Final. Two. Modules. (Apart from the ‘D’ word that is, let’s not go there…). In your face Weather.
Despite the Autumn semester outstaying it’s welcome somewhat, I managed to survive largely unscathed and have begun my final tentative climb up the steps of Mount Dissertation (argh, the ‘D’word!), ready to throw myself into the fiery lava pit which awaits (all metaphorically speaking, of course).
The general consensus of my cohort seemed to be that last term was quite hard: in my case, a combination of off-the-field issues piled-up which added to the sense of feeling slightly overwhelmed, which sounds melodramatic, but really is just a way of expressing that there was a lot going on and I (along with everyone else) was glad to escape unharmed and pretend none of it happened anyway.
That’s not to say that the modules weren’t enjoyable, far from it: investigating how things are organised, and thinking about the way in which ‘knowledge’ is generated, expressed, harnessed and shared was thoroughly interesting. What this term did flag up though was the potential gap between what is required, what you would like to accomplish, and what is practically or pragmatically attainable depending on circumstance.
That’s been one of the principle challenges for me as a student this time around: balancing my own expectations of myself and what I feel I can achieve, against what my aims and reasoning for doing the course were in the first place; as well as factoring in the impact of external factors, some of which are/were beyond my control.
I know, right? Actually meeting fellow distance-learners. And talking to them.
Of course, I then went home worrying about the impression I made, particularly my decision to have a glass of a wine when they opted for soft drinks… but anyway, it was a fun afternoon’s visit and great to put faces to names.

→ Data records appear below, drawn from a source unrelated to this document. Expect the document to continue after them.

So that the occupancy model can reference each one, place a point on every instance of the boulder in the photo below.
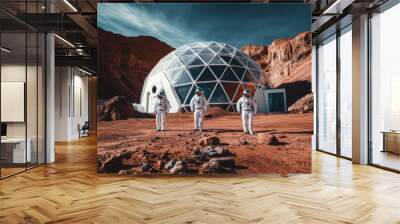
(211, 140)
(146, 167)
(170, 164)
(214, 112)
(219, 165)
(115, 108)
(244, 142)
(179, 167)
(217, 151)
(303, 105)
(113, 163)
(268, 139)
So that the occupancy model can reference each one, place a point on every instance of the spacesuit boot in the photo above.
(160, 120)
(198, 119)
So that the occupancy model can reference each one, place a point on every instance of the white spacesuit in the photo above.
(248, 107)
(160, 109)
(199, 106)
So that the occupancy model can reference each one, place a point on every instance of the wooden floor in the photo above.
(70, 191)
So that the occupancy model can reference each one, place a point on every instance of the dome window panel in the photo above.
(239, 93)
(173, 75)
(206, 51)
(197, 49)
(207, 56)
(218, 70)
(229, 75)
(217, 61)
(206, 75)
(248, 77)
(175, 64)
(256, 74)
(195, 71)
(230, 49)
(230, 88)
(207, 88)
(196, 61)
(227, 59)
(182, 78)
(219, 95)
(236, 62)
(185, 59)
(182, 92)
(239, 71)
(251, 87)
(253, 65)
(224, 51)
(188, 52)
(190, 95)
(216, 48)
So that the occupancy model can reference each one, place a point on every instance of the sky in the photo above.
(178, 24)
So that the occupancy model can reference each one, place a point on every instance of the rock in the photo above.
(154, 139)
(165, 156)
(268, 139)
(159, 165)
(303, 105)
(211, 140)
(115, 108)
(179, 167)
(273, 141)
(219, 165)
(244, 142)
(214, 112)
(226, 162)
(123, 172)
(170, 164)
(146, 167)
(113, 163)
(216, 151)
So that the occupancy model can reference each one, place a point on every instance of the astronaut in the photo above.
(248, 107)
(161, 108)
(199, 106)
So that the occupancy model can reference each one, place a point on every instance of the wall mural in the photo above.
(204, 89)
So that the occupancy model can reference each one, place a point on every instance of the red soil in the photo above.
(293, 130)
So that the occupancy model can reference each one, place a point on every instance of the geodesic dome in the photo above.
(222, 71)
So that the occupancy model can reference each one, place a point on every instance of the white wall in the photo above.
(71, 103)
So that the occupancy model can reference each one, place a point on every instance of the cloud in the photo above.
(134, 21)
(178, 24)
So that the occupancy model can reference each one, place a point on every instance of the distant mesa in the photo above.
(124, 63)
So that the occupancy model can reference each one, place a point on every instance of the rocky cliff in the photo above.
(284, 60)
(286, 63)
(124, 63)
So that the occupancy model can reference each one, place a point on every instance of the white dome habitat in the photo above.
(222, 71)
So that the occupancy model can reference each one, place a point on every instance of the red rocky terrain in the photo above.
(282, 144)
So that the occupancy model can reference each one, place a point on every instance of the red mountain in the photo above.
(124, 63)
(287, 64)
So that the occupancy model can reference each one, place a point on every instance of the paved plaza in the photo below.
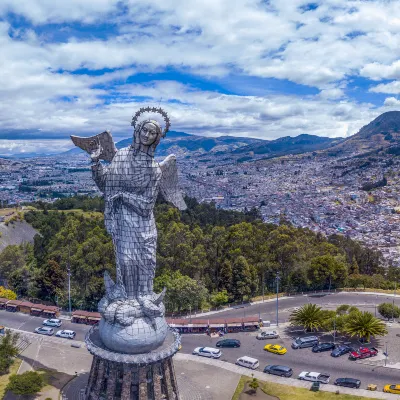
(61, 355)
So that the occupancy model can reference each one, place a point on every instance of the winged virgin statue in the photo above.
(130, 183)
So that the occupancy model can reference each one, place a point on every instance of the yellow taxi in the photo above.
(392, 389)
(275, 348)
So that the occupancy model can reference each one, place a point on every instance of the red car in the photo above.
(363, 352)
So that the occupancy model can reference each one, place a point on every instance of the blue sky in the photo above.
(263, 69)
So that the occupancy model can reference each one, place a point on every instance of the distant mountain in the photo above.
(382, 132)
(181, 143)
(289, 145)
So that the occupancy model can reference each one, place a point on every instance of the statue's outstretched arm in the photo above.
(99, 173)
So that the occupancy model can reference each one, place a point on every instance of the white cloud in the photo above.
(392, 87)
(47, 11)
(392, 102)
(377, 71)
(12, 147)
(322, 48)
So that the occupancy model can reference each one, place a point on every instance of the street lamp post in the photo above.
(277, 297)
(334, 330)
(69, 282)
(394, 295)
(386, 355)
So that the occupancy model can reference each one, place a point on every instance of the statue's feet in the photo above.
(151, 308)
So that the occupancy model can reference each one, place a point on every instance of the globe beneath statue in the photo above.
(143, 335)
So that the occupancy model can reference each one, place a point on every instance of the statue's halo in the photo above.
(157, 110)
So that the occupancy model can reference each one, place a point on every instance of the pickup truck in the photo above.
(363, 352)
(314, 377)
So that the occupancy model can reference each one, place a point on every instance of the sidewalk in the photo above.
(283, 381)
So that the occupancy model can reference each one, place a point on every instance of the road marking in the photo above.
(37, 354)
(29, 318)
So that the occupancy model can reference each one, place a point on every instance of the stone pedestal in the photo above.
(118, 376)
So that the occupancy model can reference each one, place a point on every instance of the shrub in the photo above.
(342, 309)
(29, 382)
(388, 311)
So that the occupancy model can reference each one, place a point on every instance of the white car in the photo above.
(209, 352)
(263, 335)
(66, 334)
(314, 377)
(52, 322)
(45, 331)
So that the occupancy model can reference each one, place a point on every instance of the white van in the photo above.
(248, 362)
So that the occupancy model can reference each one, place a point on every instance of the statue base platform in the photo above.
(120, 376)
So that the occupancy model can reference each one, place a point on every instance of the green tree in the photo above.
(388, 310)
(364, 325)
(309, 316)
(254, 384)
(241, 279)
(28, 383)
(354, 269)
(183, 292)
(8, 350)
(298, 280)
(219, 298)
(342, 309)
(327, 271)
(12, 258)
(225, 276)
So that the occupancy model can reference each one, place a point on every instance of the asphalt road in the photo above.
(29, 323)
(299, 360)
(267, 310)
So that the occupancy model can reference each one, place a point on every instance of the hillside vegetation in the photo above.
(205, 255)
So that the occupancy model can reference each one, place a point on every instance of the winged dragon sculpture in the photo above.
(133, 315)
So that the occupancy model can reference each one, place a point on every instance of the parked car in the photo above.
(66, 334)
(307, 341)
(323, 347)
(45, 331)
(267, 335)
(348, 382)
(248, 362)
(280, 370)
(52, 322)
(363, 352)
(228, 343)
(340, 350)
(395, 389)
(275, 348)
(314, 377)
(209, 352)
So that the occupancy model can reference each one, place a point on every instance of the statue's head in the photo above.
(148, 133)
(147, 136)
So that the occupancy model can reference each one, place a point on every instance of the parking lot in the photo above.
(29, 323)
(368, 370)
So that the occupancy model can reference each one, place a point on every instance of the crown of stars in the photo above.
(157, 110)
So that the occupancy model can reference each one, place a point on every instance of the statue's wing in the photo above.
(90, 144)
(169, 183)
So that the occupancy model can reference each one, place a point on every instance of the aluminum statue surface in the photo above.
(133, 315)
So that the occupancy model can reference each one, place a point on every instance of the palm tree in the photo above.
(309, 316)
(364, 325)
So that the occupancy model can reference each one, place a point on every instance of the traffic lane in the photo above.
(29, 323)
(268, 309)
(299, 360)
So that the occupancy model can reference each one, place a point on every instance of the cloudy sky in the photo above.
(265, 69)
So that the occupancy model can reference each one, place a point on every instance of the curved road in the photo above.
(299, 360)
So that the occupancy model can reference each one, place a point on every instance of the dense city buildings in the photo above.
(324, 193)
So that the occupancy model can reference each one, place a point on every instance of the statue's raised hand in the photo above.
(96, 150)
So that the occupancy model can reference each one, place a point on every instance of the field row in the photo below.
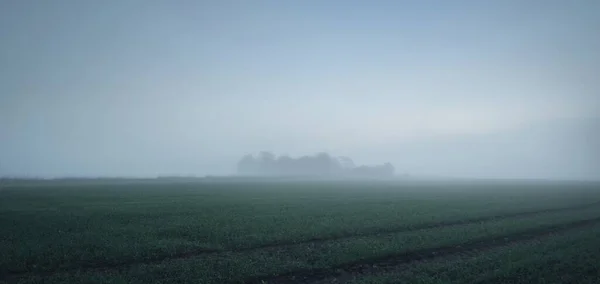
(59, 227)
(330, 258)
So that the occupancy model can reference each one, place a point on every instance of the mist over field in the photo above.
(478, 89)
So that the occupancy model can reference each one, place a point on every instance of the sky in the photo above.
(493, 89)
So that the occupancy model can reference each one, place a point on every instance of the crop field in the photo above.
(261, 231)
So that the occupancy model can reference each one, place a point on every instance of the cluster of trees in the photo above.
(322, 164)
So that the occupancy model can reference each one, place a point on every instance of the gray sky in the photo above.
(452, 88)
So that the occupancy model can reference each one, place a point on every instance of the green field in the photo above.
(258, 231)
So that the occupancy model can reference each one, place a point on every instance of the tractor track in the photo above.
(367, 233)
(386, 263)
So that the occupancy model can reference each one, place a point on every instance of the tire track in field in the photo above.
(384, 263)
(317, 240)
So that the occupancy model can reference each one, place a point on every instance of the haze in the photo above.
(500, 89)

Maybe the last point isn’t wholly unrelated after all: doing any form of academic study or CPD activity forces you to examine yourself, your skills and motivations, and to consider the way you interact with others- be it in a social or professional context. It also exposes you to new challenges to overcome, like increased constraints on your time or the added mental and physical pressure which can potentially impact your health and wellbeing.
I’ve realised over the last 18 months that I’m not the same student I was 8 years ago when I started my UG degree, nor more than a decade ago when I went to University the first time around. I have a different job, different tolerance thresholds, different interests and different ways of thinking which means I’m experiencing higher education in a different context.
That’s not to suggest it’s less satisfying or rewarding: it’s just, well, different. A less daunting prospect of a ‘D’ word.